En septembre 1958, lors d’une réunion des chefs de secteurs et de régions tenue à Tirmitine (Boghni), par le commandant Iddir, le capitaine Rabah Krim, le commandant Ali Bennour, Saïd Krim les rassura qu’avec une trentaine d’hommes stationnés à Kantidja, il était prêt à intervenir et mener une offensive à Helouane sur les hauteurs de Bounouh. D’année en année, Saïd Krim prenait un rang important dans la révolution. Ce fut en février 1959 que le grade d’officier (aspirant) lui a été décerné lors de la réunion tenue à Maâtkas par le commandant Iddir, Moh Ouali, Ali Bennour avant d’être affecté pour prendre la région sud de Tizi-Ouzou allant de Draâ El-Mizan, Frikat, Ain Zaouia jusqu’à Bounouh.

En avril 1959, quelques jours peu avant la destruction du village Ath Maâmar (Boumahni), il présida une réunion avec le chef de secteur Mohamed Slimani dit Moh Ouslimane et ses adjoints traçant un plan d’embuscade au lieu-dit Tighilt Laâbid où l’armée française perdit non seulement beaucoup de soldats dont le capitaine Maurot mais aussi de nombreux camions militaires endommagés. Lors de l’opération «jumelles», dans une vaste opération à Ait Yahia Moussa, tombèrent au champ d’honneur son frère Ahmed, sa mère, sa belle sœur, son fils Slimane tué sur le dos de sa mère et sa femme blessée.
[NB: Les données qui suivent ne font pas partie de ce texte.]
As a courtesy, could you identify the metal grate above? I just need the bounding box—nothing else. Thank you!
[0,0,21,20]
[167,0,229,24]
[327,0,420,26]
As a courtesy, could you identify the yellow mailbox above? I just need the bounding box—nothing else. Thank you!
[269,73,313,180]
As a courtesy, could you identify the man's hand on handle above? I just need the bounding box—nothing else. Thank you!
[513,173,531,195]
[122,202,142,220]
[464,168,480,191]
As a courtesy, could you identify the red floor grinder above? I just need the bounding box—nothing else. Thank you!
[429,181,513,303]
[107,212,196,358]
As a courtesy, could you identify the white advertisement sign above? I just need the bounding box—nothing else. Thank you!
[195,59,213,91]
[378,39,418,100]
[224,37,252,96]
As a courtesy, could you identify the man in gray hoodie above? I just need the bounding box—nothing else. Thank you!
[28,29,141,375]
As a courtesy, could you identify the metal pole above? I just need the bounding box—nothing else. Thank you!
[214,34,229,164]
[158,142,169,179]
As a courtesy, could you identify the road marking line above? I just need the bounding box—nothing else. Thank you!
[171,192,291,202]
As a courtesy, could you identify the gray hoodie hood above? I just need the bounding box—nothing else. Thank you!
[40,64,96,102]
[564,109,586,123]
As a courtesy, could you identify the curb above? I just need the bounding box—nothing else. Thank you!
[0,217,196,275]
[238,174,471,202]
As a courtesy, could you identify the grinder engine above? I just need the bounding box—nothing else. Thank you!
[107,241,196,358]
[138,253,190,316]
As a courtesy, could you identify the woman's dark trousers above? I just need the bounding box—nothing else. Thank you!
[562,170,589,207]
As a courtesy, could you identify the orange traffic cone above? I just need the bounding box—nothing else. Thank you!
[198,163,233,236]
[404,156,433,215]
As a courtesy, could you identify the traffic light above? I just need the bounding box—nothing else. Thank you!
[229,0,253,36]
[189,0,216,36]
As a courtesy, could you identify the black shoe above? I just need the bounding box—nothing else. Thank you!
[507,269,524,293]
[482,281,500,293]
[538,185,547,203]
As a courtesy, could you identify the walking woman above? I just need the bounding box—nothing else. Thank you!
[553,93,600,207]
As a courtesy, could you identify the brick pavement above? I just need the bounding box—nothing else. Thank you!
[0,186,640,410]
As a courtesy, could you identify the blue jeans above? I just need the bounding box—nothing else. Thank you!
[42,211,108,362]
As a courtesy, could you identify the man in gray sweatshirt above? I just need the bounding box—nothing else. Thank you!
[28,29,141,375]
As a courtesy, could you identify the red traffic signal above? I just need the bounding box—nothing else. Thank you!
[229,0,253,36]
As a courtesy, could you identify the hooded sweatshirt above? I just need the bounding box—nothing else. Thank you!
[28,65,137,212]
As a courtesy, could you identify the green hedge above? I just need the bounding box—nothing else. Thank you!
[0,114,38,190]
On dit qu’il était venu rendre hommage aux martyrs jurant devant la population qu’il les vengera jusqu’à son dernier souffle. Toujours en 1959, il tendit une embuscade à Kerouane (Thiqenterh Ouguergour) aux soldats français qui se déplaçaient régulièrement sur la route vers Frikat. Bilan : beaucoup de morts et de blessés. Les officiers Iddir et Moh Ouali lui avaient promis qu’il serait promu au grade de sous-lieutenant en septembre 1959. Le destin décida autrement parce qu’il tomba au champ d’honneur peu avant cette date.